The two directories summaries
and stories
contain the summaries and stories respectively split by paragraph.
The manual_alignments
directory contains the alignment information between summary and story paragraphs for the validation set.
Each row in the alignment files indicates to which paragraphs the given summary paragraph is aligned.
For example, S2: 3, 6, 7
means an alignment between summary paragraph 2 and story paragraphs 3, 6, 7 (paragraphs are 0-indexed).
Other files include get_summaries.py
which provides a simple script to download the summaries from Shmoop, list_of_works.txt
which indicates the works which are included as well as those with manual annotations, and sectioned_works.csv
which contains URLs used for download.
- python3.x
- bs4 (for parsing HTML pages)
- nltk (for tokenization)
- tqdm (for download status)
An excerpt from Shakespeare's A Midsummer Night's Dream:
Summary
S3: Quince announces that Bottom is the paramour of a sweet voice, and Flute points out that he means "paragon."
Original Text
D7: QUINCE Yea, and the best person too, and he is a very paramour for a sweet voice.

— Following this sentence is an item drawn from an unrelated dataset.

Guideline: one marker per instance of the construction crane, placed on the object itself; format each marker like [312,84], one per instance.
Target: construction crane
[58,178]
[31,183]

D8: FLUTE You must say “paragon.” A “paramour” is (God bless us) a thing of naught.
Summary
S4: Snug enters the house, announcing that the Duke is coming from the temple with two or three more couples who were just married. Flute laments that, had they been able to perform, they'd no doubt be rich men, earning them at least sixpence a day (a royal pension).
Original Text
D9: Enter Snug the joiner.
D10: SNUG Masters, the Duke is coming from the temple, and there is two or three lords and ladies more married. If our sport had gone forward, we had all been made men.
D11: FLUTE O, sweet bully Bottom! Thus hath he lost sixpence a day during his life. He could not have ’scaped sixpence a day. An the Duke had not given him sixpence a day for playing Pyramus, I’ll be hanged. He would have deserved it. Sixpence a day in Pyramus, or nothing!